CDB15:0001155 NRTN — RET

ABSTRACT: Glial cell line-derived neurotrophic factor (GDNF) and neurturin (NTN) comprise a family of TGF-beta-related neurotrophic factors (TRNs), which have trophic influences on a variety of neuronal populations. A receptor complex comprised of TrnR1 (GDNFR alpha) and Ret was recently identified and found to be capable of mediating both GDNF and NTN signaling. We have identified a novel receptor based on homology to TrnR1, called TrnR2, that is 48% identical to TrnR1, and is located on the short arm of chromosome 8. TrnR2 is attached to the cell surface via a GPI-linkage, and can mediate both NTN and GDNF signaling through Ret in vitro. Fibroblasts expressing TrnR2 and Ret are approximately 30-fold more sensitive to NTN than to GDNF treatment, whereas those expressing TrnR1 and Ret respond equivalently to both factors, suggesting the TrnR2-Ret complex acts preferentially as a receptor for NTN. TrnR2 and Ret are expressed in neurons of the superior cervical and dorsal root ganglia, and in the adult brain. Comparative analysis of TrnR1, TrnR2, and Ret expression indicates that multiple receptor complexes, capable of mediating GDNF and NTN signaling, exist in vivo.

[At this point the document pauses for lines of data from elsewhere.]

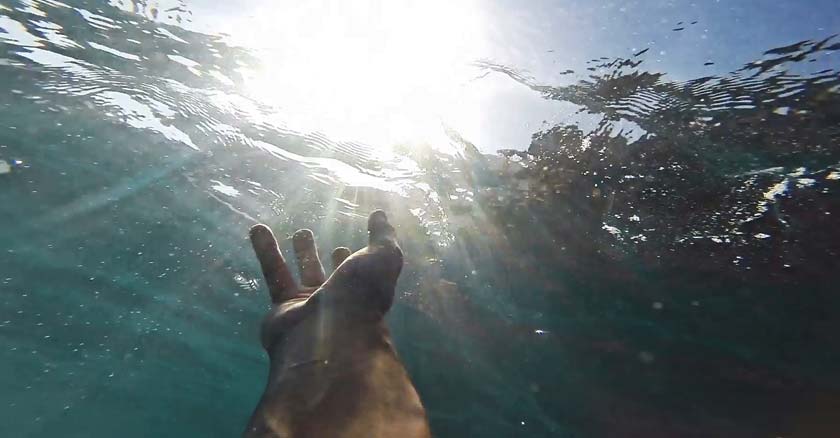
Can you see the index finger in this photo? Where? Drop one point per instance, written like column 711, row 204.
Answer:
column 278, row 278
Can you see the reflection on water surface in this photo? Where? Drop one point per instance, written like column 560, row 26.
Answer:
column 658, row 260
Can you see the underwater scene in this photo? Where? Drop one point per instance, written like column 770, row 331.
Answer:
column 618, row 219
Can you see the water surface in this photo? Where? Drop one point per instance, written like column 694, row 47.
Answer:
column 658, row 258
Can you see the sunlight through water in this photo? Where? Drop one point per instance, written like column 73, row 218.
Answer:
column 371, row 71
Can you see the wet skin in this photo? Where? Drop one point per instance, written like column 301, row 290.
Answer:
column 333, row 369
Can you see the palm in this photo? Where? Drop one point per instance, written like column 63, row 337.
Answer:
column 375, row 267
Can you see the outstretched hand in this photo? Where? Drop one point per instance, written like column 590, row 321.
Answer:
column 362, row 283
column 333, row 369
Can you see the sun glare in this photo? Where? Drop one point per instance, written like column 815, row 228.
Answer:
column 380, row 72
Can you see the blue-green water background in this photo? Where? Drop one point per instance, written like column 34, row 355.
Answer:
column 679, row 284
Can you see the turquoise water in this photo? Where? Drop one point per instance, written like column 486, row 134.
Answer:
column 663, row 263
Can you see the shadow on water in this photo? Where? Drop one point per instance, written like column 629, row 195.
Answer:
column 669, row 270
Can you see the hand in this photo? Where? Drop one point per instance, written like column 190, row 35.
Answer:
column 362, row 284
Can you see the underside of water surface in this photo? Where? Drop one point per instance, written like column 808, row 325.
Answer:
column 661, row 261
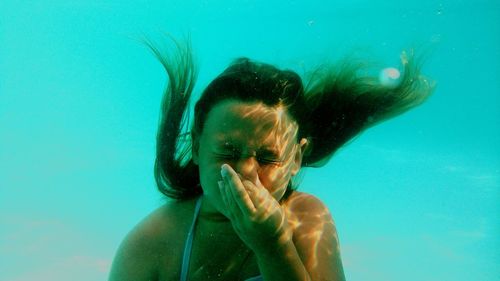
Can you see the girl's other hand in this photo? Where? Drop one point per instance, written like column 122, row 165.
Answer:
column 256, row 216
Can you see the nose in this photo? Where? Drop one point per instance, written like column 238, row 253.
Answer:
column 247, row 166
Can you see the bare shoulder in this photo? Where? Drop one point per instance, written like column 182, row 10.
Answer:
column 304, row 206
column 315, row 236
column 146, row 246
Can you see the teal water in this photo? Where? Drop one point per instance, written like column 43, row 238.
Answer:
column 416, row 198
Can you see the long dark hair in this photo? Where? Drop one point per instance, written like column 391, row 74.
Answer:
column 336, row 105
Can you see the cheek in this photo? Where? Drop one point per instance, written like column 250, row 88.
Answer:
column 275, row 179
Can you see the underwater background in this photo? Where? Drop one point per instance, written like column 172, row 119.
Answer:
column 415, row 198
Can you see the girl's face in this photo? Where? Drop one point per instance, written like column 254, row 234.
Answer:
column 257, row 141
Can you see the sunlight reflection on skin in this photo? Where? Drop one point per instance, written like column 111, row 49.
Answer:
column 312, row 229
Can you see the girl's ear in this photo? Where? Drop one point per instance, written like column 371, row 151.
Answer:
column 297, row 162
column 195, row 146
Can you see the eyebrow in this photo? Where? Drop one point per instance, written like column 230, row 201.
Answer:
column 225, row 144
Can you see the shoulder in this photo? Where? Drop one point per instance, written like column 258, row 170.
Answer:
column 304, row 206
column 315, row 236
column 146, row 244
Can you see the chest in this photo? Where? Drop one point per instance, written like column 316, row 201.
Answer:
column 217, row 253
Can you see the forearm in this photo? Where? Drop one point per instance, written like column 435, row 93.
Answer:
column 282, row 263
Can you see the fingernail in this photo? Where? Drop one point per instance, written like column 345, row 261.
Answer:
column 223, row 171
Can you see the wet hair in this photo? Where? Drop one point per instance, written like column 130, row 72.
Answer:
column 336, row 105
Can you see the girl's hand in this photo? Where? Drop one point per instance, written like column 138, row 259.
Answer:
column 256, row 216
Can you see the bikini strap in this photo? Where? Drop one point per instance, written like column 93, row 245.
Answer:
column 189, row 243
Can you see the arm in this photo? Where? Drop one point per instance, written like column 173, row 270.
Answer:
column 135, row 258
column 300, row 239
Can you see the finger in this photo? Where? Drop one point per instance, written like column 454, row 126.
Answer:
column 237, row 190
column 223, row 196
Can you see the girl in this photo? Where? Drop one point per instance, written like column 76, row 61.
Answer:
column 237, row 214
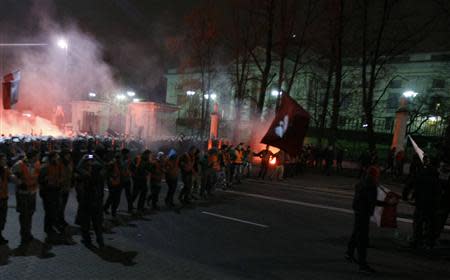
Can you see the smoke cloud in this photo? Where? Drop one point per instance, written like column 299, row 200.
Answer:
column 67, row 68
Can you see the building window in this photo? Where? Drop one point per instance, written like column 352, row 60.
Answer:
column 389, row 123
column 438, row 83
column 395, row 84
column 346, row 101
column 392, row 101
column 181, row 99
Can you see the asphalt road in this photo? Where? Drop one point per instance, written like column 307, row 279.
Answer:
column 295, row 229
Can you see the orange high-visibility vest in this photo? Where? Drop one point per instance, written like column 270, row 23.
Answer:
column 115, row 178
column 30, row 180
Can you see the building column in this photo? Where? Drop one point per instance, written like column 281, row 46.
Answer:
column 401, row 121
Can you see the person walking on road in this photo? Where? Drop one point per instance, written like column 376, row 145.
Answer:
column 364, row 203
column 5, row 174
column 27, row 174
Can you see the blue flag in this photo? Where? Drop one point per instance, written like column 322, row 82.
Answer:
column 11, row 89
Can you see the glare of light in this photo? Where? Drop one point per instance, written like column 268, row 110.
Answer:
column 434, row 118
column 273, row 161
column 62, row 43
column 410, row 94
column 275, row 92
column 121, row 97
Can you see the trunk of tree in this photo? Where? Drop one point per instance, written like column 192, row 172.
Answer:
column 323, row 116
column 338, row 77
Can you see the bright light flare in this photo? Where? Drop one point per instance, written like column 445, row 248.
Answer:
column 410, row 94
column 275, row 93
column 121, row 97
column 434, row 118
column 273, row 161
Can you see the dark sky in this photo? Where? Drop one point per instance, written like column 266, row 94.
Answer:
column 133, row 32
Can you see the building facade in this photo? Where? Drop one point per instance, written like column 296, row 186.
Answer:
column 425, row 74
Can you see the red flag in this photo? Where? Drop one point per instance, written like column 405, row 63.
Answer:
column 11, row 89
column 288, row 129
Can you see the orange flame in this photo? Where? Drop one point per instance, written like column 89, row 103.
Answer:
column 273, row 161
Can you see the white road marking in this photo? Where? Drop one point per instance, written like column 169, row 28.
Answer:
column 313, row 205
column 235, row 219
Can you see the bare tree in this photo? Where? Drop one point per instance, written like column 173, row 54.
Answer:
column 385, row 35
column 202, row 40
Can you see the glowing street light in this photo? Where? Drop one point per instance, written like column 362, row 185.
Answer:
column 62, row 43
column 410, row 94
column 275, row 93
column 121, row 97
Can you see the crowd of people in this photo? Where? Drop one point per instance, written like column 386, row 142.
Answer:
column 51, row 168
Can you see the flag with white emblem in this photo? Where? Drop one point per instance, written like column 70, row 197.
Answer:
column 11, row 89
column 288, row 129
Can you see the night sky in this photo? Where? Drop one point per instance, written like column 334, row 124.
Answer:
column 133, row 32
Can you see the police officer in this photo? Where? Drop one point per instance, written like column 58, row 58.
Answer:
column 186, row 164
column 27, row 174
column 90, row 191
column 4, row 176
column 113, row 176
column 156, row 175
column 67, row 177
column 125, row 177
column 141, row 173
column 50, row 192
column 171, row 173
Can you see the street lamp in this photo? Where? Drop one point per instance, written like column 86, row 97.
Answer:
column 275, row 93
column 121, row 97
column 62, row 43
column 409, row 94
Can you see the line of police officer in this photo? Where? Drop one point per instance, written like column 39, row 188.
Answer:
column 57, row 173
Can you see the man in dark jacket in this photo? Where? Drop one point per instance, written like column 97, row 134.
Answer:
column 90, row 192
column 427, row 193
column 364, row 203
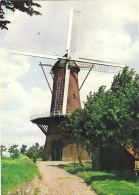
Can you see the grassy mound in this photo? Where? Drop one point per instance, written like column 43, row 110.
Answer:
column 15, row 172
column 105, row 183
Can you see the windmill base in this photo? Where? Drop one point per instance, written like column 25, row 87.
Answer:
column 57, row 149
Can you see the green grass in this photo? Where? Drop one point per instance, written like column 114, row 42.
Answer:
column 16, row 172
column 105, row 183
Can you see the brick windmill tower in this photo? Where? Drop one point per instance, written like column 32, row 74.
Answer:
column 65, row 94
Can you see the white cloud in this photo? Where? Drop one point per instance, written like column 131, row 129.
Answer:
column 12, row 67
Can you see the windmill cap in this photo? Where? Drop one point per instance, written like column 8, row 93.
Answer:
column 61, row 63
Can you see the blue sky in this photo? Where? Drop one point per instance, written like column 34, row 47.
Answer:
column 108, row 30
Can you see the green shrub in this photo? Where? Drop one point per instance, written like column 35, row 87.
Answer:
column 16, row 172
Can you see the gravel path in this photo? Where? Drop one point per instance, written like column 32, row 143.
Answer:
column 56, row 181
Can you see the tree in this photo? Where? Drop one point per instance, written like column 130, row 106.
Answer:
column 23, row 149
column 14, row 152
column 3, row 149
column 30, row 152
column 108, row 116
column 26, row 6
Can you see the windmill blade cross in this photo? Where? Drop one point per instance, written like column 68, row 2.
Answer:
column 98, row 65
column 33, row 54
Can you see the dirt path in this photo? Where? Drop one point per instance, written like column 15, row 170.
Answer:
column 56, row 181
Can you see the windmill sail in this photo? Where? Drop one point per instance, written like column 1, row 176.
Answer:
column 72, row 31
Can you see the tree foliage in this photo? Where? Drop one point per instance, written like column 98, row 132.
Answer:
column 26, row 6
column 108, row 116
column 24, row 151
column 14, row 152
column 3, row 149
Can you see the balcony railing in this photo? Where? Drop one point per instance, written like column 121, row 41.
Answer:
column 51, row 114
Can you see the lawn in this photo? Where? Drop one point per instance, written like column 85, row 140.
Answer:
column 105, row 183
column 16, row 172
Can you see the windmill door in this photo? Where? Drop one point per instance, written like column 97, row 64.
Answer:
column 56, row 151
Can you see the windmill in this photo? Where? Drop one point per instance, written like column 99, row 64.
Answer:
column 65, row 93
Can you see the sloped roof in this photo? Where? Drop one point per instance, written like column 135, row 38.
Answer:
column 61, row 63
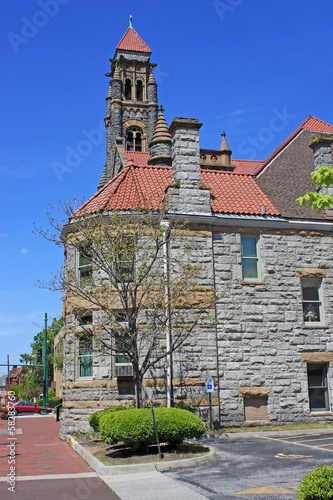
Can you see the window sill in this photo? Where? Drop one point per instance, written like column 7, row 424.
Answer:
column 252, row 282
column 313, row 326
column 321, row 413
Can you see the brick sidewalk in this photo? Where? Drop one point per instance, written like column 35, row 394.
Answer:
column 39, row 457
column 38, row 449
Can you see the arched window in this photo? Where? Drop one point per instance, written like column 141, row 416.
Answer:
column 128, row 89
column 133, row 139
column 139, row 91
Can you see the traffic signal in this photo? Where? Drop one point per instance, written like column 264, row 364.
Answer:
column 39, row 355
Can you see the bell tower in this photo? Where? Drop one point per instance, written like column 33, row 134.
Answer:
column 131, row 103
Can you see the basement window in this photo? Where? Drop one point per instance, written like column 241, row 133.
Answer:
column 318, row 390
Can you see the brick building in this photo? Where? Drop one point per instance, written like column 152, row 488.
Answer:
column 270, row 350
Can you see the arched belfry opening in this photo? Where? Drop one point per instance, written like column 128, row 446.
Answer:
column 134, row 139
column 139, row 90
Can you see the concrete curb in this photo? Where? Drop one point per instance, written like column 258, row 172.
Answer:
column 114, row 470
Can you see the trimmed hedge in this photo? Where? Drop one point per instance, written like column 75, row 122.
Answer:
column 135, row 426
column 51, row 403
column 94, row 418
column 317, row 485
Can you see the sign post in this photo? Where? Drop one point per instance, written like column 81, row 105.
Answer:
column 209, row 384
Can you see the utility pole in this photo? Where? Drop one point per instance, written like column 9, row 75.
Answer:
column 44, row 412
column 8, row 378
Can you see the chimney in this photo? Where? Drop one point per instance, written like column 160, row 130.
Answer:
column 188, row 195
column 322, row 156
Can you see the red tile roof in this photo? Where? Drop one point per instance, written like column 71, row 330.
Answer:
column 133, row 42
column 138, row 186
column 245, row 166
column 311, row 123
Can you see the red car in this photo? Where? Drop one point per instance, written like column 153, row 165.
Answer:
column 28, row 406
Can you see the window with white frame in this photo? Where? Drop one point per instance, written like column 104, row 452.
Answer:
column 122, row 341
column 124, row 260
column 250, row 257
column 85, row 266
column 318, row 387
column 312, row 300
column 85, row 357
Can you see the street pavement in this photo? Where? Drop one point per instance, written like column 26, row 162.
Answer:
column 35, row 464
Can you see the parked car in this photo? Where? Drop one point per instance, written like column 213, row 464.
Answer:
column 28, row 406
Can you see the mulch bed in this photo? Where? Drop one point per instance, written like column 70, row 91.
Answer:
column 123, row 455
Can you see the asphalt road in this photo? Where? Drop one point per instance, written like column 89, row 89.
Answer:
column 266, row 467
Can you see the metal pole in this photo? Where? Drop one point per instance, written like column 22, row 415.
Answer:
column 165, row 225
column 8, row 378
column 44, row 412
column 156, row 434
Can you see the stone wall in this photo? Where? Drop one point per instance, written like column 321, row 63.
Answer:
column 261, row 335
column 259, row 351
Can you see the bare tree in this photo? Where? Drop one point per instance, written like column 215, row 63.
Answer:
column 139, row 263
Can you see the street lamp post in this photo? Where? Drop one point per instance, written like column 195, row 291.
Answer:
column 43, row 411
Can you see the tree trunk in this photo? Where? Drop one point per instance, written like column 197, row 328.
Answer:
column 138, row 388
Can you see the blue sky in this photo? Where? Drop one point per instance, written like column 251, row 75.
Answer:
column 236, row 65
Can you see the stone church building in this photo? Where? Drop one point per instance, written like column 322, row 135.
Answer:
column 270, row 351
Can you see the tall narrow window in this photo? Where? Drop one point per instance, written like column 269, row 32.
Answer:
column 312, row 303
column 138, row 145
column 250, row 257
column 122, row 345
column 139, row 90
column 128, row 89
column 318, row 392
column 85, row 267
column 85, row 357
column 130, row 142
column 124, row 260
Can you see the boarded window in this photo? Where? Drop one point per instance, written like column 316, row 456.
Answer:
column 255, row 409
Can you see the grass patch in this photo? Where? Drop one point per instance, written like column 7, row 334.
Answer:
column 272, row 428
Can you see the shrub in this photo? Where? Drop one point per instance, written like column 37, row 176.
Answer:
column 135, row 426
column 318, row 485
column 95, row 417
column 50, row 394
column 53, row 402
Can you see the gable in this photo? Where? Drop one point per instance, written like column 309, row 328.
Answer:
column 287, row 176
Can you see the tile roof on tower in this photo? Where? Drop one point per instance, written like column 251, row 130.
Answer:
column 142, row 186
column 132, row 41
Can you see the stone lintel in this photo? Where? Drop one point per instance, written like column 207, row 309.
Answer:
column 249, row 392
column 178, row 122
column 317, row 357
column 309, row 272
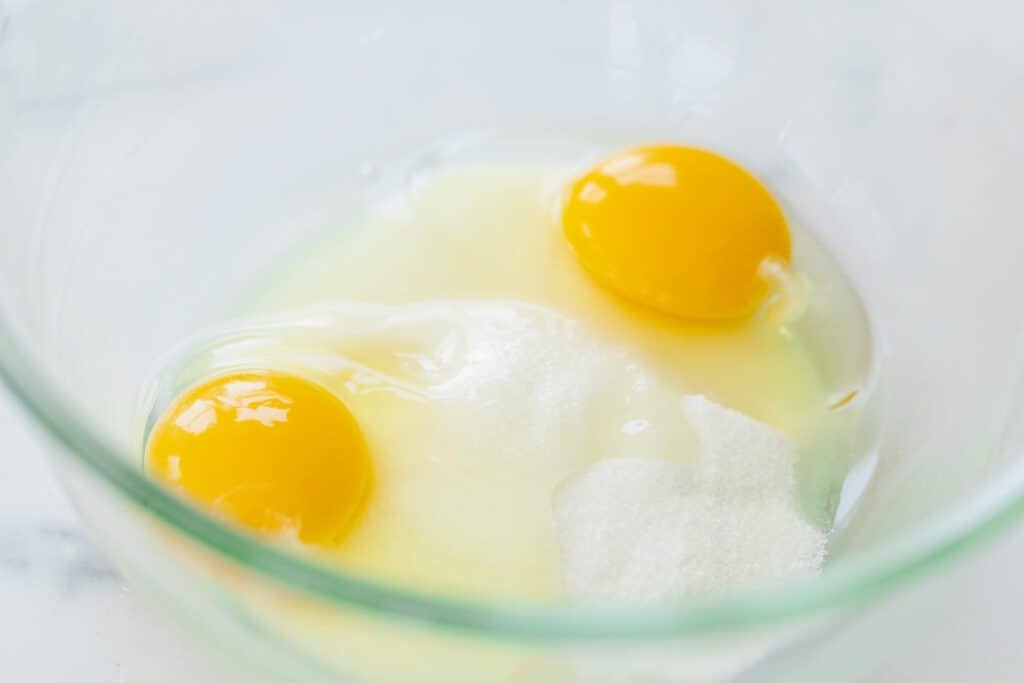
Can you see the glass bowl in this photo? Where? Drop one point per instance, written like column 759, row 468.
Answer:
column 156, row 159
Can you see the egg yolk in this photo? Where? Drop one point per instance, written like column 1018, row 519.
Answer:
column 677, row 228
column 271, row 452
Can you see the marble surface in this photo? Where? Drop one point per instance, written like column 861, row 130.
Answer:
column 65, row 615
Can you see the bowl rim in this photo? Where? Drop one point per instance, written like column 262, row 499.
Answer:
column 932, row 545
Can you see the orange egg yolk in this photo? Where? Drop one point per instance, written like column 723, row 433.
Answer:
column 271, row 452
column 677, row 228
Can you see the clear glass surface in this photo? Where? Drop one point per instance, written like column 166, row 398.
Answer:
column 156, row 159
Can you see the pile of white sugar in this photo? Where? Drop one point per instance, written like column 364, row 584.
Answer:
column 639, row 529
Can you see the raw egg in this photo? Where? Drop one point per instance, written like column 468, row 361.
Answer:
column 271, row 452
column 680, row 229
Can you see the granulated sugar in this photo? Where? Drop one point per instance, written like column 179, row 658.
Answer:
column 638, row 529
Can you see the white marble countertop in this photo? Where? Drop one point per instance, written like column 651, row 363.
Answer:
column 67, row 616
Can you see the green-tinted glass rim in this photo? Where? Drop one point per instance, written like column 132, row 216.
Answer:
column 991, row 509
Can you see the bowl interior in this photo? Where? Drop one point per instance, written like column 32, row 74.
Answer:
column 155, row 162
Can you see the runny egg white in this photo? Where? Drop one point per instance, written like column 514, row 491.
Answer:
column 483, row 367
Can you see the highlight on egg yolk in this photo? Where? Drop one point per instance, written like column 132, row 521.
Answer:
column 268, row 451
column 677, row 228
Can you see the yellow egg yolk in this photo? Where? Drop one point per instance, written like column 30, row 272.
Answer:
column 677, row 228
column 271, row 452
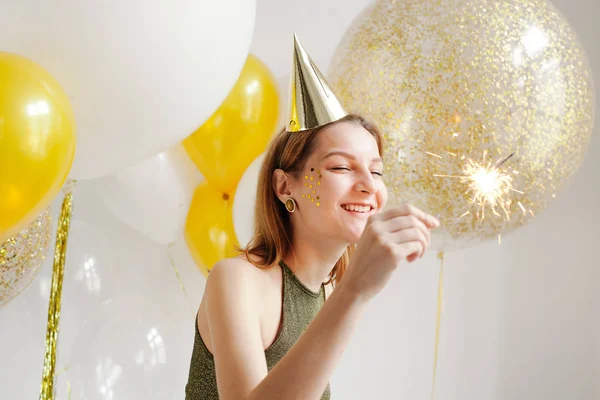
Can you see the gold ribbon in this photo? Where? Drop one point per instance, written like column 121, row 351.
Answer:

ABSTRACT: Glial-cell-line-derived neurotrophic factor (GDNF) and neurturin (NTN) are two structurally related, potent survival factors for sympathetic, sensory and central nervous system neurons. GDNF mediates its actions through a multicomponent receptor system composed of a ligand-binding glycosyl-phosphatidylinositol (GPI)-linked protein (designated GDNFR-alpha) and the transmembrane protein tyrosine kinase Ret. In contrast, the mechanism by which the NTN signal is transmitted is not well understood. Here we describe the identification and tissue distribution of a GPI-linked protein (designated NTNR-alpha) that is structurally related to GDNFR-alpha. We further demonstrate that NTNR-alpha binds NTN (K[d] approximately 10 pM) but not GDNF with high affinity; that GDNFR-alpha binds to GDNF but not NTN with high affinity; and that cellular responses to NTN require the presence of NTNR-alpha. Finally, we show that NTN, in the presence of NTNR-alpha, induces tyrosine-phosphorylation of Ret, and that NTN, NTNR-alpha and Ret form a physical complex on the cell surface. These findings identify Ret and NTNR-alpha as signalling and ligand-binding components, respectively, of a receptor for NTN and define a novel family of receptors for neurotrophic and differentiation factors composed of a shared transmembrane protein tyrosine kinase and a ligand-specific GPI-linked protein.